13.11.2018 04:28

Freie Ausbildungsstellen

(Villingen-Schwenningen) Die Bilanz zum Abschluss des Berufsberatungsjahres 2017/2018 zum 30. September 2018 zeigt, dass für Jugendliche in der Region ...

Die Bilanz zum Abschluss des Berufsberatungsjahres 2017/2018 zum 30. September 2018
zeigt, dass für Jugendliche in der Region Schwarzwald-Baar-Heuberg die Chancen
wieder sehr günstig waren, einen Ausbildungsplatz zu bekommen. Betriebe und
Verwaltungen meldeten der Agentur für Arbeit Rottweil - Villingen-Schwenningen
insgesamt 4.385 Ausbildungsstellen, 23 weniger als im Vorjahr. Die Zahl der
Jugendlichen, die mit Unterstützung der Berufsberatung eine Stelle suchten, nahm
gleichzeitig um 43 auf 3.096 zu.

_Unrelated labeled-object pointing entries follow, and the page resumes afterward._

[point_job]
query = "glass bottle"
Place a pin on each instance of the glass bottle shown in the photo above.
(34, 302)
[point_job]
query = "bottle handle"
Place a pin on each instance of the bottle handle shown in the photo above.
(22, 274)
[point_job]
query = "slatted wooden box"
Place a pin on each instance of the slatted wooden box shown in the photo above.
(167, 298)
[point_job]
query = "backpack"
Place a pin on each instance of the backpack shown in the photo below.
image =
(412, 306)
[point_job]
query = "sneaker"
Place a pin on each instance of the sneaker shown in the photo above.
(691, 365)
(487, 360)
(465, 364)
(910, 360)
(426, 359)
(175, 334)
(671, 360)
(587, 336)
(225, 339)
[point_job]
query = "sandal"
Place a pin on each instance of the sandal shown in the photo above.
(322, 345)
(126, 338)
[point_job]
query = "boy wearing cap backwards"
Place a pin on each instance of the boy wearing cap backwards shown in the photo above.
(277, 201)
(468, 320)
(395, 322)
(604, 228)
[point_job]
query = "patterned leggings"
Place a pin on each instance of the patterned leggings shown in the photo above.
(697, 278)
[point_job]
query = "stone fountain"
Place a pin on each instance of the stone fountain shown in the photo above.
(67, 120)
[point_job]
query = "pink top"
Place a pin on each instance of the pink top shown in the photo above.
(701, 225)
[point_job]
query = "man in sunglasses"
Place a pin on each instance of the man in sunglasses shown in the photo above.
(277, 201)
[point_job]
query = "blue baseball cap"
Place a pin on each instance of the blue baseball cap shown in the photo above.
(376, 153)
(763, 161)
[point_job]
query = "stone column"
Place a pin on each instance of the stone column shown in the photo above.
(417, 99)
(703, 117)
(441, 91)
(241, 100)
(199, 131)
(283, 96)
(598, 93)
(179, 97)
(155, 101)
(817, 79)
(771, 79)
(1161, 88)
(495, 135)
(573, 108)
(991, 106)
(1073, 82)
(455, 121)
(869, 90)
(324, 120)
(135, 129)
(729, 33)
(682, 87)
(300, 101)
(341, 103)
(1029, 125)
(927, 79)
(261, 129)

Das Verhältnis von Angebot und Nachfrage hat sich
auf dem Niveau der Vorjahre stabilisiert: Rechnerisch kamen auf 100 Bewerber 142
Ausbildungsstellen.

Von den angebotenen 4.385 Ausbildungsstellen konnten knapp 90 Prozent besetzt
werden. Ende September waren schließlich noch gut 500 Ausbildungsstellen frei, 138
mehr als im Vorjahr. Über 150 Stellen im Bereich Handel und Verkauf sowie fast 30
Stellen bei Versicherungs- und Finanzdienstleistungen blieben unbesetzt, außerdem 45
Stellen bei der Lebensmittelherstellung und Speisenzubereitung. In diesen Berufen
liegt das Ausbildungsstellenangebot deutlich über dem Bewerberinteresse.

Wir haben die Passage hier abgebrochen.